Nitpicky for sure but a coffee table book kind of demands a design that a simple novel or non-fiction book doesn’t require. The information provided within is absolutely fine. Bernstein personalizes the proceedings throughout making him a relatable guide through the book. But the flow of the book just keeps getting slowed with little boxes of fun facts throughout that combined with the graphics and photos make going from one paragraph to another a little more of a hunt than it needs to be.

I also did not like the chapter heading collage for each “lesson”. It was if someone slapped down a few representative labels and called it a day. I also would have liked more style coverage to replace the beer and food pairing section especially considering the fact that Bernstein was merely a conduit for that part of the book.

That being said, this is a really nice gift to give someone who is entering into the world of craft beer or someone who has started but could round out their education. The words work.

Book Review – The Underground Culinary Tour


Behind the scenes is a fascinating place to be. With the rise of so many cooking shows and Diners, Dives and some other D word, one has to dig deeper to read about what is going on in the business of restaurants.

But Damian Mogavero has done that with his book, The Underground Culinary Tour. He goes into the numbers. The statistics generated each time a server punches in a code and taps a colored square on a POS (Point of Sale) device in a restaurant.

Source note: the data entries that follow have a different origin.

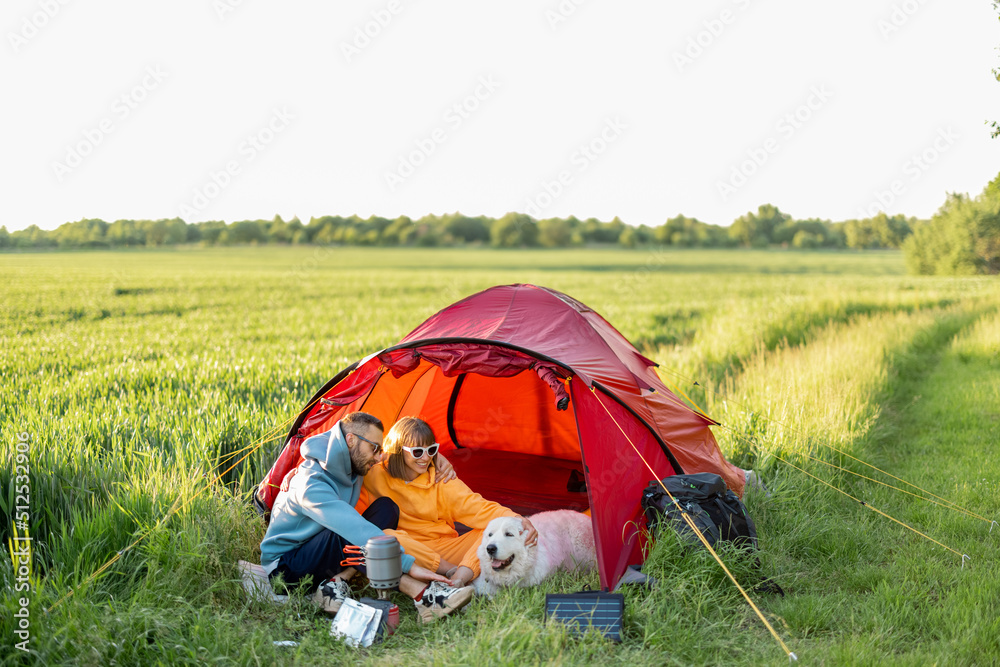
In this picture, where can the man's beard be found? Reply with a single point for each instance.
(357, 464)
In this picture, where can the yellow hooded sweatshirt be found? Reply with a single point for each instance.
(427, 516)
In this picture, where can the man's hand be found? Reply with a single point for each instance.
(445, 471)
(531, 538)
(423, 574)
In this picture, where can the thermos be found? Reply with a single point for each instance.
(384, 562)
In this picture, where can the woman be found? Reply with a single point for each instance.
(428, 511)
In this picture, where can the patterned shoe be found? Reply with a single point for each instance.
(440, 599)
(331, 594)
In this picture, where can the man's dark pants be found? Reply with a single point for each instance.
(320, 557)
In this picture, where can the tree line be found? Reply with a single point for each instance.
(766, 227)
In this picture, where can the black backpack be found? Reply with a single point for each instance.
(717, 512)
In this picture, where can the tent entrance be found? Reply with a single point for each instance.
(504, 435)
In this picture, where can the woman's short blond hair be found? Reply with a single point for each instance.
(407, 432)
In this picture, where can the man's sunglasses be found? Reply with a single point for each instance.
(418, 452)
(376, 445)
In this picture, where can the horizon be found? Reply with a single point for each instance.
(641, 111)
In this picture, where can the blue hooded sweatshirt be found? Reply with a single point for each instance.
(322, 494)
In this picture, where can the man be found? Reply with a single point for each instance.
(314, 520)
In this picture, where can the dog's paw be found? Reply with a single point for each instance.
(483, 587)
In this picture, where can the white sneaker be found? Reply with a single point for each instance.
(440, 599)
(331, 595)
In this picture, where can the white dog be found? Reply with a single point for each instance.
(565, 541)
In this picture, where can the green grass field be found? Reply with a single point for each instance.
(137, 375)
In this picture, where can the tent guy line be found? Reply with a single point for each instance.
(694, 529)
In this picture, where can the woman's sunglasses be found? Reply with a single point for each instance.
(418, 452)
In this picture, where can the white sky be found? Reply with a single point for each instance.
(674, 131)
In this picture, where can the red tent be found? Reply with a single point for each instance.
(531, 394)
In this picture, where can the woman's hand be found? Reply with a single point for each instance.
(445, 471)
(531, 539)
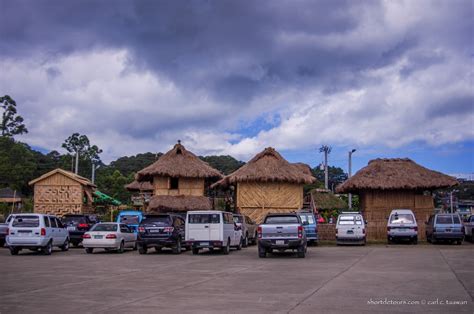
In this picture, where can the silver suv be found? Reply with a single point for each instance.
(36, 232)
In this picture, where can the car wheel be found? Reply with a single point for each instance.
(65, 246)
(142, 249)
(262, 253)
(120, 249)
(177, 247)
(48, 249)
(301, 252)
(226, 249)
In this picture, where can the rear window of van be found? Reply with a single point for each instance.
(204, 218)
(26, 221)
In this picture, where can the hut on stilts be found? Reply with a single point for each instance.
(387, 184)
(268, 183)
(180, 181)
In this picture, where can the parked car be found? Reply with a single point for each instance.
(310, 226)
(132, 218)
(282, 232)
(36, 232)
(212, 229)
(161, 231)
(77, 225)
(444, 227)
(4, 230)
(249, 229)
(402, 226)
(350, 228)
(109, 236)
(469, 228)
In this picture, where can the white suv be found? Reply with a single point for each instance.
(36, 232)
(402, 225)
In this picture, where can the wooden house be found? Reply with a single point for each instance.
(387, 184)
(268, 184)
(62, 192)
(180, 181)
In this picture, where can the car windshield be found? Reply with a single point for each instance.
(156, 220)
(307, 219)
(281, 220)
(105, 227)
(26, 221)
(130, 219)
(444, 219)
(238, 219)
(402, 219)
(204, 218)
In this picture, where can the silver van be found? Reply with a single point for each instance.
(402, 226)
(36, 232)
(350, 228)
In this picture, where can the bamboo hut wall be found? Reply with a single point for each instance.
(186, 186)
(257, 199)
(377, 205)
(59, 195)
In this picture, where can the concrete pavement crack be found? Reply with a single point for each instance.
(455, 274)
(328, 281)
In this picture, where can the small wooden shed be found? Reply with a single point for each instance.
(62, 192)
(387, 184)
(268, 183)
(181, 181)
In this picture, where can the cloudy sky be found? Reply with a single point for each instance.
(389, 78)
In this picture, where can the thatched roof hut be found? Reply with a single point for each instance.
(135, 186)
(396, 174)
(269, 166)
(268, 183)
(178, 163)
(387, 184)
(163, 203)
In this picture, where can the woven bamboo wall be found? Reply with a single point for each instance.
(186, 186)
(59, 195)
(257, 199)
(377, 205)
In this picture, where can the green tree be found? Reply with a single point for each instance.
(12, 123)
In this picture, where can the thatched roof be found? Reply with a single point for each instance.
(396, 174)
(179, 162)
(325, 199)
(139, 186)
(269, 166)
(164, 203)
(70, 175)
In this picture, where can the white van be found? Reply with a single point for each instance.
(212, 229)
(36, 231)
(402, 225)
(350, 228)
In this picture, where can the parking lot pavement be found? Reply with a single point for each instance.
(378, 278)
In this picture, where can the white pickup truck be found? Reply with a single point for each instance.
(281, 232)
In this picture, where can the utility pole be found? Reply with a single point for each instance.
(349, 174)
(326, 150)
(77, 163)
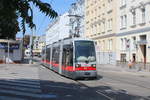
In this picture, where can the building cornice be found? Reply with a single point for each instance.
(133, 32)
(104, 36)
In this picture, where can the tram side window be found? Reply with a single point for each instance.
(48, 54)
(55, 55)
(43, 54)
(67, 56)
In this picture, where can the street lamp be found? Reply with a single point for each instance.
(8, 51)
(76, 29)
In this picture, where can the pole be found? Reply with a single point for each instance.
(31, 45)
(8, 52)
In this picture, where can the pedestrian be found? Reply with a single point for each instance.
(130, 64)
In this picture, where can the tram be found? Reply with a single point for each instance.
(72, 57)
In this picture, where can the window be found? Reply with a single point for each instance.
(134, 43)
(143, 15)
(123, 2)
(123, 21)
(134, 17)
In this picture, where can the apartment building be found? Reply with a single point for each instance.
(100, 25)
(133, 31)
(76, 14)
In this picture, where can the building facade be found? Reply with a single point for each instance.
(69, 24)
(133, 31)
(76, 13)
(100, 25)
(58, 29)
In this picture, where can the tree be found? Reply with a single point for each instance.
(11, 10)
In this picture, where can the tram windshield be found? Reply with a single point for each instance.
(85, 51)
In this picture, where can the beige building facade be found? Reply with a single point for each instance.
(100, 25)
(133, 31)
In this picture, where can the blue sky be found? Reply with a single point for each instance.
(42, 21)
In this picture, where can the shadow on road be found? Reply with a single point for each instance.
(28, 89)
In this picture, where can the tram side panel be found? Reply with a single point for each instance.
(67, 60)
(55, 58)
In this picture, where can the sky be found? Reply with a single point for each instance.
(42, 21)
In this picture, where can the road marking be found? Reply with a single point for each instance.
(19, 84)
(33, 95)
(19, 88)
(10, 98)
(100, 92)
(71, 88)
(25, 81)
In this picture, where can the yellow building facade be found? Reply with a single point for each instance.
(100, 25)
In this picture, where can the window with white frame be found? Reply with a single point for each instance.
(121, 44)
(134, 18)
(133, 43)
(110, 44)
(123, 2)
(143, 15)
(123, 21)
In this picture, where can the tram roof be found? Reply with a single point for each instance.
(71, 39)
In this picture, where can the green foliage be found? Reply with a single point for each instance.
(11, 10)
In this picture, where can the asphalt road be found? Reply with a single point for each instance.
(108, 86)
(35, 82)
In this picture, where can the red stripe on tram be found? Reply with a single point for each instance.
(85, 68)
(70, 68)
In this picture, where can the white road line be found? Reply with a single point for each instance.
(63, 87)
(25, 82)
(33, 95)
(19, 88)
(19, 84)
(10, 98)
(99, 92)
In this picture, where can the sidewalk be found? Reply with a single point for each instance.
(120, 69)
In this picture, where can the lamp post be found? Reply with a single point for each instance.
(8, 52)
(31, 47)
(76, 29)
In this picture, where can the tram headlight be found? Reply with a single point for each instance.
(78, 65)
(93, 65)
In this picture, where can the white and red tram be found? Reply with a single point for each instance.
(72, 57)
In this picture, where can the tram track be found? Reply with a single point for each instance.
(119, 79)
(116, 88)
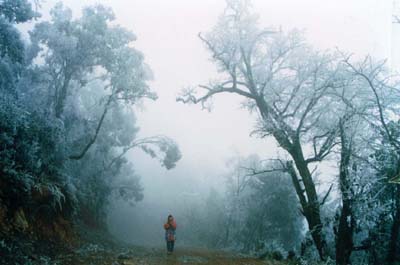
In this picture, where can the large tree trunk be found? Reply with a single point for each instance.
(310, 204)
(395, 231)
(344, 236)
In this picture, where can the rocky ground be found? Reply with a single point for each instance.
(93, 254)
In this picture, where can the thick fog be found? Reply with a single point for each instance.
(167, 34)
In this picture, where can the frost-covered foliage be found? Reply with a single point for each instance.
(319, 106)
(67, 119)
(262, 209)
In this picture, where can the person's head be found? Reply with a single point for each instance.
(170, 218)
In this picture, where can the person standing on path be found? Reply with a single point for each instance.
(170, 227)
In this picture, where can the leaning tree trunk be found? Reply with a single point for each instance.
(344, 236)
(308, 197)
(394, 244)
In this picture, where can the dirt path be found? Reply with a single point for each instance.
(157, 256)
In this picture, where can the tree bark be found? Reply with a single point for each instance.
(395, 231)
(344, 236)
(309, 203)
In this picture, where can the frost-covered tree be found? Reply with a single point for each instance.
(289, 85)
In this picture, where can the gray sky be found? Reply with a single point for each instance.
(167, 35)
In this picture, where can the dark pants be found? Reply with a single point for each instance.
(170, 246)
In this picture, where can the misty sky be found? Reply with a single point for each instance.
(167, 35)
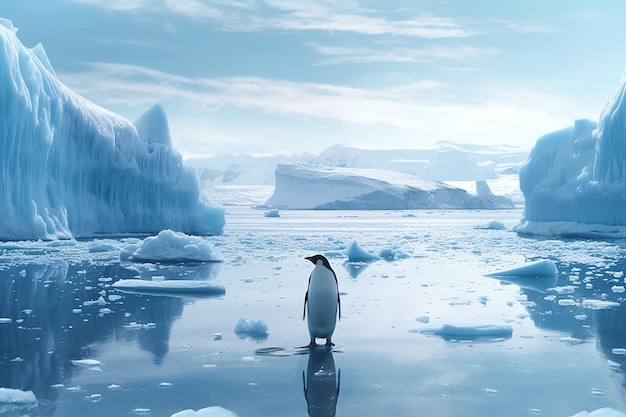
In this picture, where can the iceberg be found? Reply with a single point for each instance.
(71, 169)
(305, 186)
(574, 181)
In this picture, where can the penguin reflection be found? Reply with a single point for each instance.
(321, 383)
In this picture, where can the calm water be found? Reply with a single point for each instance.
(160, 354)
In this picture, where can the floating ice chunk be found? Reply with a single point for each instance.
(214, 411)
(87, 362)
(492, 225)
(16, 396)
(170, 246)
(537, 268)
(601, 412)
(251, 327)
(469, 332)
(355, 253)
(170, 286)
(599, 304)
(272, 213)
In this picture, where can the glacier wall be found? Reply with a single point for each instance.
(69, 168)
(577, 176)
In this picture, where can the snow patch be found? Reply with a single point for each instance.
(303, 186)
(170, 246)
(251, 327)
(170, 286)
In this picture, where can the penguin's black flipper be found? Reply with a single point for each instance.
(339, 305)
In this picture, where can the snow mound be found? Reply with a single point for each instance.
(272, 213)
(303, 186)
(576, 176)
(73, 169)
(16, 396)
(170, 246)
(251, 327)
(601, 412)
(214, 411)
(169, 287)
(543, 267)
(355, 253)
(469, 332)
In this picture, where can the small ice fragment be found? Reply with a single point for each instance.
(355, 253)
(272, 213)
(87, 362)
(599, 304)
(94, 398)
(423, 319)
(251, 327)
(537, 268)
(596, 392)
(214, 411)
(16, 396)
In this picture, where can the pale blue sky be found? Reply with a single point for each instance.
(265, 76)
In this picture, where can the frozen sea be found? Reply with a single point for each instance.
(85, 348)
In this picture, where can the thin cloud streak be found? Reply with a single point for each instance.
(340, 54)
(294, 16)
(407, 106)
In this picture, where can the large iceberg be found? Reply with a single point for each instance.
(574, 181)
(69, 168)
(304, 186)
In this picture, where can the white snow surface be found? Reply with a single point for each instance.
(305, 186)
(535, 268)
(170, 246)
(214, 411)
(70, 168)
(170, 286)
(356, 253)
(251, 327)
(16, 396)
(574, 181)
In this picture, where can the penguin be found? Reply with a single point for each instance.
(321, 301)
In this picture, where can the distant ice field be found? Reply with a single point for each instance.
(423, 330)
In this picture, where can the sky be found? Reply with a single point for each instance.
(269, 76)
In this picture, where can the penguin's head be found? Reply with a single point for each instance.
(314, 259)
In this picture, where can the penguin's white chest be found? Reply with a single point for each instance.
(322, 302)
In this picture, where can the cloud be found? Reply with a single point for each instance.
(292, 15)
(407, 106)
(347, 54)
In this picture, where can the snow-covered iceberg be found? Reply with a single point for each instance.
(69, 168)
(304, 186)
(574, 181)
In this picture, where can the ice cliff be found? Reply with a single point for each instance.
(304, 186)
(69, 168)
(574, 181)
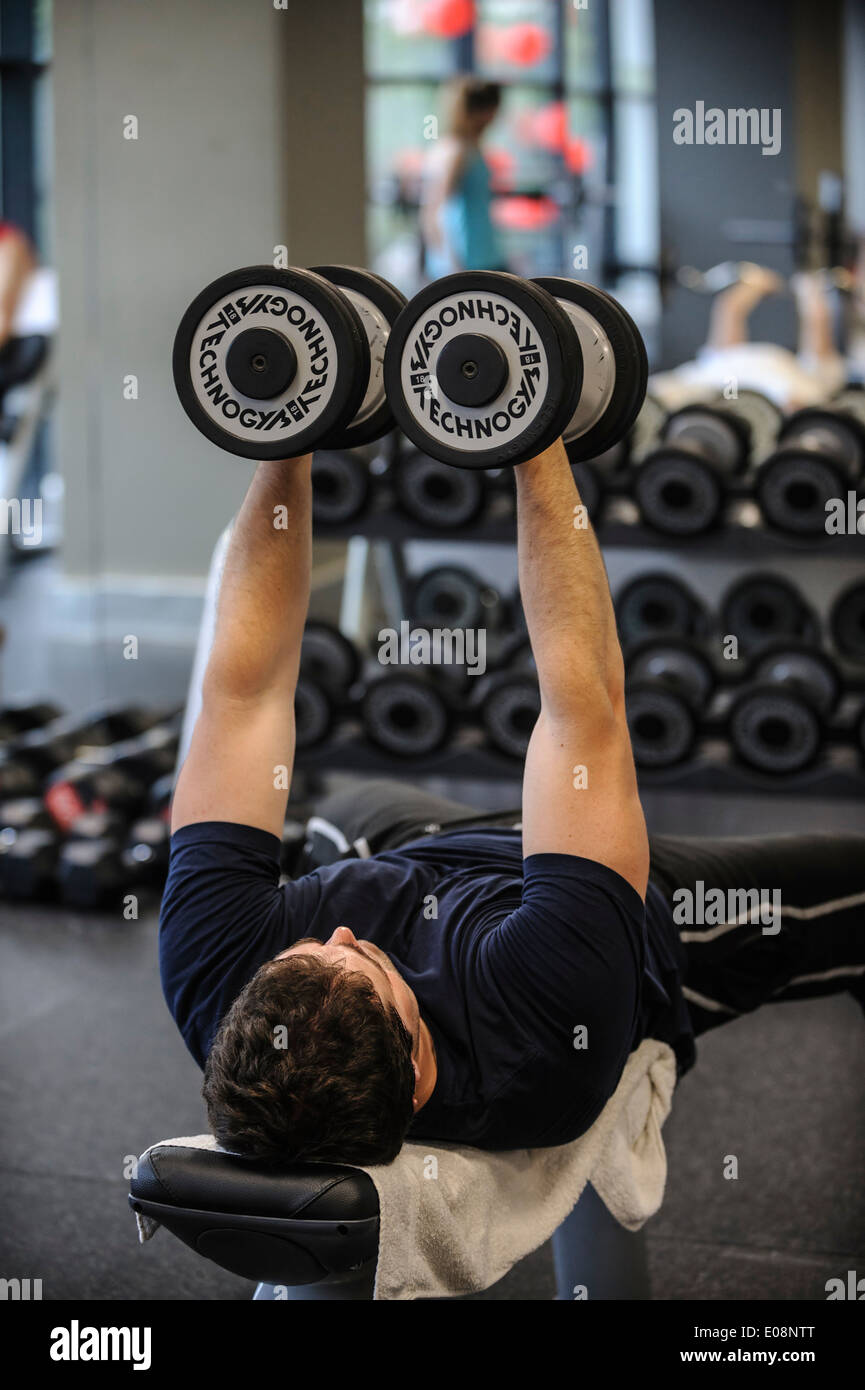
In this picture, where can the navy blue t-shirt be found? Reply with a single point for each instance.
(509, 959)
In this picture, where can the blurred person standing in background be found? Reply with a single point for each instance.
(455, 216)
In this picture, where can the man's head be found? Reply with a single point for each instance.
(317, 1058)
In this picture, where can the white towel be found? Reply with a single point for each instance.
(454, 1221)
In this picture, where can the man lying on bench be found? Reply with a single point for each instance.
(472, 980)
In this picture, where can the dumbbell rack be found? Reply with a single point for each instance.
(378, 538)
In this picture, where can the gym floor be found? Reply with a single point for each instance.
(95, 1072)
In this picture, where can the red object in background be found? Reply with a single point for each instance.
(501, 168)
(523, 45)
(524, 214)
(577, 154)
(447, 18)
(548, 125)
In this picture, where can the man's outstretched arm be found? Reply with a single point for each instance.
(572, 626)
(245, 731)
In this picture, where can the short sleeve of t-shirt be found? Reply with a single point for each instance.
(572, 957)
(223, 916)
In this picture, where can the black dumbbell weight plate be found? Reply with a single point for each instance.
(483, 370)
(615, 367)
(721, 435)
(833, 432)
(793, 488)
(647, 427)
(851, 401)
(448, 597)
(328, 658)
(378, 305)
(847, 622)
(270, 362)
(313, 713)
(808, 669)
(762, 417)
(775, 730)
(341, 487)
(509, 713)
(405, 716)
(675, 663)
(661, 724)
(677, 492)
(762, 608)
(435, 495)
(655, 605)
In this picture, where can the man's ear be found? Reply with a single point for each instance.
(416, 1069)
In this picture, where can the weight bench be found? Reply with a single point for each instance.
(310, 1232)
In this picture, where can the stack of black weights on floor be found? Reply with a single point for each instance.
(772, 708)
(680, 469)
(84, 804)
(754, 674)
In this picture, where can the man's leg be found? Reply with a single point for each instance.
(815, 944)
(383, 813)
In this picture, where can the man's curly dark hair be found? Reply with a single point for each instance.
(309, 1064)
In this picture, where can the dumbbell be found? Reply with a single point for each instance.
(21, 719)
(764, 608)
(24, 813)
(847, 622)
(328, 658)
(658, 605)
(819, 456)
(314, 713)
(98, 870)
(484, 369)
(28, 862)
(595, 476)
(276, 363)
(680, 485)
(114, 779)
(91, 873)
(778, 722)
(669, 687)
(330, 666)
(851, 401)
(645, 430)
(761, 416)
(451, 597)
(435, 495)
(509, 710)
(341, 487)
(590, 485)
(405, 715)
(28, 759)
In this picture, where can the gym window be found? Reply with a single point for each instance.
(573, 150)
(25, 118)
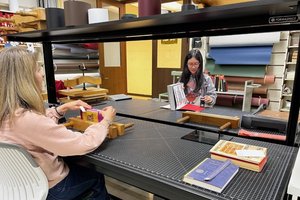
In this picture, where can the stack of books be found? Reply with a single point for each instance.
(211, 174)
(246, 156)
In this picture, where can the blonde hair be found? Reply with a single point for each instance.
(18, 86)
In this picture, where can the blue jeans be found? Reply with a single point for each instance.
(81, 183)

And what that data can tell the owners and managers of a restaurant is amazing. Even the celebrity chef names dropped don’t hold a candle to the insights.

Restaurants are a thin margin business so any percentage point of savings or increased business can be a difference maker. Mogavero details how the data can be used to make ordering more efficient, to better utilize the wait staff and cooks, to have ingredients and beer on hand when it is needed. Most importantly, it tells you what dishes are selling and which are not.

Interspersed amongst the success stories is a gut wrenching (in a good way) culinary tour that could double as itinerary for the food hearty traveler to New York.

The book travels from new York to New Orleans and Las Vegas to Downtown Disney in Anaheim with tales of how the numbers helped restaurants of all different varieties.

My favorite section was the details of the most common scams that waiters and waitresses could pull to put a little extra coin in their pocket. Next time you order ice tea or coffee, check out your bill. How to track the sales by day and adjust accordingly seems really easy when explained but I had never thought of it before.

From the craft beer perspective, I found it heartening that Mogavero has identified, I think correctly, that restaurants today will need at least a decent craft beer list not handed down by a distributor but customized for the neighborhood and the customers.

Anyone with a passing interest in foodie business will lap this book up.

Thanks to Blogging for Books and NetGalley for bringing this book to my attention.